Я спросил его: «Где мы?»

«А кто знает. Меня так избили после боя, что я чуть ни целые сутки провалялся без сознания. Везли куда-то нас духи долго. В тыл, полагаю, через перевал, подальше от наших. Теперь будут кишки тянуть…»

«В какой мы стране?»

«Ну ты даешь, чувак. По голове тебя не били? В Афгане мы».

«Год какой сейчас?»

«Слышь, пацаны, он и год не знает. Оторвался по полной. Тебе ничего не вкалывали? Говорят, у духов лекарство есть специальное, американское, человека в зомбака превращает. Зомбаки эти у душманов вроде рабов. Восемьдесят второй год».


Что за вздор? Я никогда в Афганистане не был. Войну эту не поддерживал. Осуждал даже.

Внутренний голос прошептал мстительно: «Не был, не поддерживал, осуждал, но никогда, никогда и нигде ничего не сделал, чтобы остановить эту бойню. Даже вслух ничего не сказал. Все десять лет молчал. Трясся».

– Молчал, как все молчали.

– Все нас не касаются, но ты, ты… никогда и ничего. Даже шёпотом не протестовал, не то, что там… на Красной площади. Даже дома об этом говорить боялся.

– Да, нас так запугали.

– Запугали… Запугали, потому что вы разрешили себя запугать. И от молчания вашего вы даже особый кайф славливали. Радость от собственной гнусности получали. Вроде как купались в чужой крови.


К нам подошли несколько моджахедов с большими черными бородами. В темных халатах и характерных шапочках. В их глазах я прочитал смертный приговор всем нам, неверным собакам. Сердце у меня ушло в пятки. И не зря.

Ни слова не говоря, они распороли животы одному за другим всем связанным советским солдатам своими кривыми ножами, а затем отрезали головы.

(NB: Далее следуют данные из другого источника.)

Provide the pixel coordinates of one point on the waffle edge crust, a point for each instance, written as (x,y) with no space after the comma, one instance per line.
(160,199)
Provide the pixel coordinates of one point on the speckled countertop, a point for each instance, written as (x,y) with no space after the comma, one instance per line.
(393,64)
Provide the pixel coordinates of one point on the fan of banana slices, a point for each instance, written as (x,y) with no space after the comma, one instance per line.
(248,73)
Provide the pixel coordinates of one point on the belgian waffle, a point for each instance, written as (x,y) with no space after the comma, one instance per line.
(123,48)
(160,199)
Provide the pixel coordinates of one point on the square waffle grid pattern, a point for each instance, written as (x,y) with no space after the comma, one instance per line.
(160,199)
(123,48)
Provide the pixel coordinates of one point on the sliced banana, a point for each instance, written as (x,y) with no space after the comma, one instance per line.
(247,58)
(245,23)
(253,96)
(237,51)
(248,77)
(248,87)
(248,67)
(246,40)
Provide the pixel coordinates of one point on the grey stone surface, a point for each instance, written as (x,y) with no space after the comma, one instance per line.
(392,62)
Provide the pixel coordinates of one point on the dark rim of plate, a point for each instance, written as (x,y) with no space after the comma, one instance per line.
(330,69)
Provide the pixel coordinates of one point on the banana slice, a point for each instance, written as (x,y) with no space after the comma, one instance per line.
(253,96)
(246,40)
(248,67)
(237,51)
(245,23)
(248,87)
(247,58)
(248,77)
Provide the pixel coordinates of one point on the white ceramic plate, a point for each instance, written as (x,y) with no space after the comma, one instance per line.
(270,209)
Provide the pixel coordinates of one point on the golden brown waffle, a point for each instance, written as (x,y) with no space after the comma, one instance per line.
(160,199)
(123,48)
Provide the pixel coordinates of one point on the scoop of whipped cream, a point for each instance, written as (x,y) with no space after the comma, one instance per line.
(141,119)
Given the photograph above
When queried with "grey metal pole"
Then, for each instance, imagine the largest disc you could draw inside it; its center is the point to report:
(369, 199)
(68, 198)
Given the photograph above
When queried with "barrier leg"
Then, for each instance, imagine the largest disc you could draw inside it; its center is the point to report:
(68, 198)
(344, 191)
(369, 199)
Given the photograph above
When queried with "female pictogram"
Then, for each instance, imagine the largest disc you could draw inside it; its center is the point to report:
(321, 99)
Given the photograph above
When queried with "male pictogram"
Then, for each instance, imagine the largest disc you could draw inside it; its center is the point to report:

Когда мне резали живот, я кричал что было сил. Мой блондинистый сосед не издал ни звука.

Когда мне отрезали голову – кричать я уже не мог.


Тут я прервал моего собеседника. Не было сил дальше слушать. Поблагодарил и ушел.

Доктору переводить его рассказ не стал. Не хотел его мучить карельской березой, льняными волосами и кривыми ножами. Сказал только: «Похоже, вашего пациента попросту замучила совесть. Редкое явление в наше время».

Молодой врач поднял и опустил свои узкие брови, укоризненно покачал головой и пожал плечами. Ему тоже было все равно.

Пациента из палаты 207 выписали недели на две позже, чем меня.